Ja, es gibt noch jede Menge Baustellen. Zwar ist der Konzern, die jüngsten Geschäftszahlen zeigen das auch wieder, in den vergangenen Jahren gewachsen und auch schon deutlich profitabler geworden. Das ist aber die Vergangenheit. Die Zukunft gestaltet sich für den Konzern wesentlich holpriger, Ex-Aufsichtsratschef Ferdinand Piëch hat das kommen sehen.

Was vor allem an dem schwächelnden Absatzmarkt China liegt …

In erster Linie ja. Mehr als jedes dritte Auto des Konzerns wird dort abgesetzt, 35 Prozent des Gesamtabsatzes, um genau zu sein. Doch die zweistelligen Wachstumsraten gehören der Vergangenheit an. Der Markt ist gekippt - auch für Volkswagen. Das heißt: sinkende Verkäufe, weniger Gewinn. Analysten schätzen, dass rund eine Milliarde Euro Gewinn für VW allein in China auf der Strecke bleibt in diesem Jahr. Aber das ist nicht die einzige Baustelle.

Stichwort US-Markt?

Ja, dort bekommt VW einfach keinen Fuß auf die Highways - und das seit Jahren. Der Vorteil von VW ist dabei aber: Wo nichts ist, kann auch nichts einbrechen (lacht). Zudem gibt es noch eine dritte Baustelle innerhalb des Konzern selbst: die internen Strukturen vor allem im Pkw-Bereich. In der Lkw-Sparte sieht das bereits anders aus, da kümmert sich inzwischen Ex-Daimler Mann Andreas Rentschler. Strukturelle Kostensenkungen müssen angegangen werden. Der neue Vorstand Herbert Diess macht sich daran, der kennt sich mit automobilen Lastenheften bestens aus.

Wie zügig müssen diese Baustellen bearbeitet werden?

Wenn China weiter kippt und kein Wachstum mehr bringt, wird sich das direkt und heftig in den Konzernbilanzen niederschlagen.
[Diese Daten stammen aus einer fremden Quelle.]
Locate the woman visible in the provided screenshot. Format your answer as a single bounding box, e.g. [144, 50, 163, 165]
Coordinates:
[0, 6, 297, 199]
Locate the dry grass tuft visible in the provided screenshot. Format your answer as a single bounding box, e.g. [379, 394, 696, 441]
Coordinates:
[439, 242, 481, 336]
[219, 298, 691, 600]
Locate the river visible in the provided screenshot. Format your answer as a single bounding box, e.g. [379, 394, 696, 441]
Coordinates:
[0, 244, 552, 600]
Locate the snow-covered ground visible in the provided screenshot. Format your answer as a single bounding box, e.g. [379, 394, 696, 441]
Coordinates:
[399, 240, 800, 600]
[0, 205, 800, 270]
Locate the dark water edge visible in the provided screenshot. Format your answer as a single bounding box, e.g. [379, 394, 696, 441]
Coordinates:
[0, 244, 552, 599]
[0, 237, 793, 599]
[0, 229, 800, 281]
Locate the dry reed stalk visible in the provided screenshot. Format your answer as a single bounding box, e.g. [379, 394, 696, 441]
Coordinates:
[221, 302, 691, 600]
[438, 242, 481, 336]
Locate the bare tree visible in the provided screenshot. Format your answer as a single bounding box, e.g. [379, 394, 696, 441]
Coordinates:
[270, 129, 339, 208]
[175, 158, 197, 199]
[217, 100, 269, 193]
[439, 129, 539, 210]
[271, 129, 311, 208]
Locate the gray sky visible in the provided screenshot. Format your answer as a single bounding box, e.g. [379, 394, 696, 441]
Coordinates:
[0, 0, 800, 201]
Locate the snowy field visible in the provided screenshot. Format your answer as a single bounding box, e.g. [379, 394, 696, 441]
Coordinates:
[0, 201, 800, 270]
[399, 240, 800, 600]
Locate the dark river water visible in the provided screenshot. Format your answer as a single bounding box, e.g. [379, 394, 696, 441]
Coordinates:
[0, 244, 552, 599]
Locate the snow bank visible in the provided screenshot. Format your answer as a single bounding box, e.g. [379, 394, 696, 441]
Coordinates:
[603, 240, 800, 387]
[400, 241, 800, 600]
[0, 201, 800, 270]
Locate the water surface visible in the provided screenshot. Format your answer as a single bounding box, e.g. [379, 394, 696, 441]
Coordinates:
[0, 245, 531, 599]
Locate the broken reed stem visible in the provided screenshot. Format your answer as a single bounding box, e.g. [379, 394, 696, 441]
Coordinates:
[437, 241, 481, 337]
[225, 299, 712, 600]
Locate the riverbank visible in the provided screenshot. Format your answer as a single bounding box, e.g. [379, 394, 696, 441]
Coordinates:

Die jüngsten Zahlen deuten das bereits an. Deshalb muss der Konzern schleunigst für Kompensation auf anderen Märkten sorgen. Bisher schafft er das auf dem europäischen Markt, der sich derzeit nach fünfjähriger Krise erholt. Das wird aber auf Dauer nicht reichen, zumal auch Russland und Brasilien stark schwächeln. Besser wäre daher noch ein weiterer Kompensationsmarkt. Also müsste VW sich auch besser gestern als heute um eine stärkere Position auf dem US-Markt kümmern. Der Betriebsratsvorsitzende Bernd Osterloh hat das schon vor einem Jahr öffentlich beklagt, offensichtlich hat aber niemand zugehört.
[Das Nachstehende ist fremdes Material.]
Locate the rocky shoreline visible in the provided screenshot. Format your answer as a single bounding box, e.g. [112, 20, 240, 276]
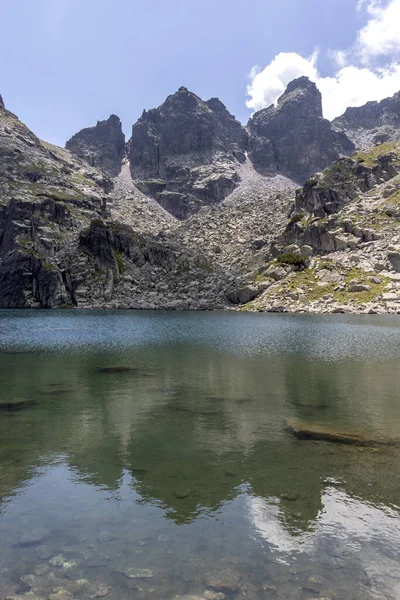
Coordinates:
[0, 77, 400, 314]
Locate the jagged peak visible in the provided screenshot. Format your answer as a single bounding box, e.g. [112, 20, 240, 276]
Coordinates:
[283, 75, 319, 95]
[278, 76, 322, 117]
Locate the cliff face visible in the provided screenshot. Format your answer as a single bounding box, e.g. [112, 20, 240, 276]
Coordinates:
[247, 77, 354, 183]
[332, 92, 400, 150]
[129, 87, 247, 219]
[65, 115, 125, 177]
[0, 78, 400, 312]
[0, 99, 233, 308]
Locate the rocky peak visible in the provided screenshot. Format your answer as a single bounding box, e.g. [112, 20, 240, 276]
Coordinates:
[278, 77, 322, 119]
[129, 87, 247, 218]
[65, 115, 125, 177]
[247, 77, 354, 183]
[332, 92, 400, 150]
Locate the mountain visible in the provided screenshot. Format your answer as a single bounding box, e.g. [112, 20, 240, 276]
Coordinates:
[332, 92, 400, 150]
[65, 115, 125, 177]
[0, 78, 400, 312]
[129, 87, 247, 219]
[247, 77, 355, 184]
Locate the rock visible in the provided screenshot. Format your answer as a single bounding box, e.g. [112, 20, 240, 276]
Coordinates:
[48, 587, 73, 600]
[247, 77, 354, 184]
[18, 527, 51, 546]
[130, 87, 248, 219]
[123, 567, 154, 579]
[332, 92, 400, 150]
[317, 269, 343, 283]
[347, 281, 371, 292]
[49, 554, 66, 567]
[252, 238, 267, 250]
[262, 583, 278, 594]
[285, 420, 400, 446]
[174, 489, 191, 500]
[264, 264, 289, 281]
[203, 590, 226, 600]
[207, 569, 240, 594]
[303, 577, 322, 594]
[65, 115, 125, 177]
[226, 285, 266, 304]
[387, 251, 400, 273]
[86, 583, 111, 600]
[300, 246, 313, 256]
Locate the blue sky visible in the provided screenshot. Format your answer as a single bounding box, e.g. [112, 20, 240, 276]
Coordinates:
[0, 0, 400, 145]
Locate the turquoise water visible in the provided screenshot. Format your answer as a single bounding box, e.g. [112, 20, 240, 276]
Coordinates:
[0, 311, 400, 600]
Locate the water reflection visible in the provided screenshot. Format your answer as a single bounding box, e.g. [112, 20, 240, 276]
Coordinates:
[0, 312, 400, 600]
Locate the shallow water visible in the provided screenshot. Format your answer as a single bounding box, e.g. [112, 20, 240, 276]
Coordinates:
[0, 311, 400, 600]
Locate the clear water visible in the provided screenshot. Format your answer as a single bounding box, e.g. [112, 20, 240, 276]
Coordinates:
[0, 311, 400, 600]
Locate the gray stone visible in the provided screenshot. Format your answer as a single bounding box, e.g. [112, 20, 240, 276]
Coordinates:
[65, 115, 125, 177]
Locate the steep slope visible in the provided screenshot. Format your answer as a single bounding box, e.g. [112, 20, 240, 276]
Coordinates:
[65, 115, 125, 177]
[0, 101, 112, 307]
[241, 142, 400, 313]
[247, 77, 354, 184]
[164, 159, 295, 275]
[129, 87, 247, 219]
[332, 92, 400, 150]
[0, 99, 238, 308]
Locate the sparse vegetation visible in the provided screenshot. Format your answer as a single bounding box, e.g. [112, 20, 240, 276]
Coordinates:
[289, 213, 306, 225]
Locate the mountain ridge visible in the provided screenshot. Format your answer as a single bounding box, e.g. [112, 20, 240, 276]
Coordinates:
[0, 78, 400, 312]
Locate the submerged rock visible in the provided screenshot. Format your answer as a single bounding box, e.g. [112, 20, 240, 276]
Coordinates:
[122, 567, 154, 579]
[207, 569, 240, 594]
[0, 400, 38, 411]
[18, 527, 50, 546]
[285, 420, 400, 446]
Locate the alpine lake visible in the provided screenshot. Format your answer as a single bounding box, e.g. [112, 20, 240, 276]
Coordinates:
[0, 310, 400, 600]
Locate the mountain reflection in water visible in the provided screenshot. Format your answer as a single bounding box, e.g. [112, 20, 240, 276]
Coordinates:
[0, 311, 400, 600]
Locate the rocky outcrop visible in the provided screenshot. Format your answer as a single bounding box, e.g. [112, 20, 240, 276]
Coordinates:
[247, 77, 354, 184]
[129, 87, 247, 219]
[332, 92, 400, 150]
[65, 115, 125, 177]
[295, 143, 400, 217]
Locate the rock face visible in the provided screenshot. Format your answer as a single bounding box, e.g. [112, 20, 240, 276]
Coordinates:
[0, 100, 234, 309]
[65, 115, 125, 177]
[332, 92, 400, 150]
[129, 87, 247, 219]
[247, 77, 354, 183]
[0, 78, 400, 313]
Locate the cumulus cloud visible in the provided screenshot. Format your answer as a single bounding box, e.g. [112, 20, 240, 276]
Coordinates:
[356, 0, 400, 64]
[246, 0, 400, 119]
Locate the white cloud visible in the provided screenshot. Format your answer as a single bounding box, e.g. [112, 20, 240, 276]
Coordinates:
[356, 0, 400, 64]
[246, 0, 400, 119]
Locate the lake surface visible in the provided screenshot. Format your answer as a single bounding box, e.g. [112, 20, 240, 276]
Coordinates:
[0, 311, 400, 600]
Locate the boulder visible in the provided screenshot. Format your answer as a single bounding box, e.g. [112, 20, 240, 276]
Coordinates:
[65, 115, 125, 177]
[247, 77, 354, 184]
Inwieweit spielt die Führungsdebatte im Konzern eine Rolle? Rund 100 Tage sind seit dem Streit Ferdinand Piëch/Martin Winterkorn vergangen.

Der Streit hat eines ganz sicher erreicht: Er hat die Probleme innerhalb des Konzerns offengelegt, wie eben die Abhängigkeit vom chinesischen Markt, die fehlende US-Präsenz oder auch die mangelnde Rendite. Die Kostenprobleme speziell bei der Kernmarke VW sind zutage getreten. Winterkorn hat reagiert, die Probleme werden von Diess angegangen. Piëch hat damit sein Hauptziel erreicht.

Zurück zur "Momentaufnahme": Ist VW auch am Jahresende noch weltgrößter Autobauer?

Ich vermute, dass der VW-Konzern auch am Ende des Jahres noch die weltweite Nummer eins sein wird. Entscheidend wird die Entwicklung in China sein. Sicher ist, dass auch Toyota von einem schwächeren chinesischen Absatzmarkt betroffen ist, aber nicht so stark wie VW. Und zum anderen: Toyota kann diese Schwäche zwar über den US-Markt besser kompensieren als VW, aber dafür ist VW als Marktführer in Europa wesentlich stärker, während Toyota hier so gut wie keine Rolle spielt. Aufs Ganze gesehen, wird es also ein enges Rennen - ähnlich wie in der Tour de France. Nur mit dem Unterschied, dass hier der gewinnt, der beim Rückwärtsfahren der Langsamste ist (lacht).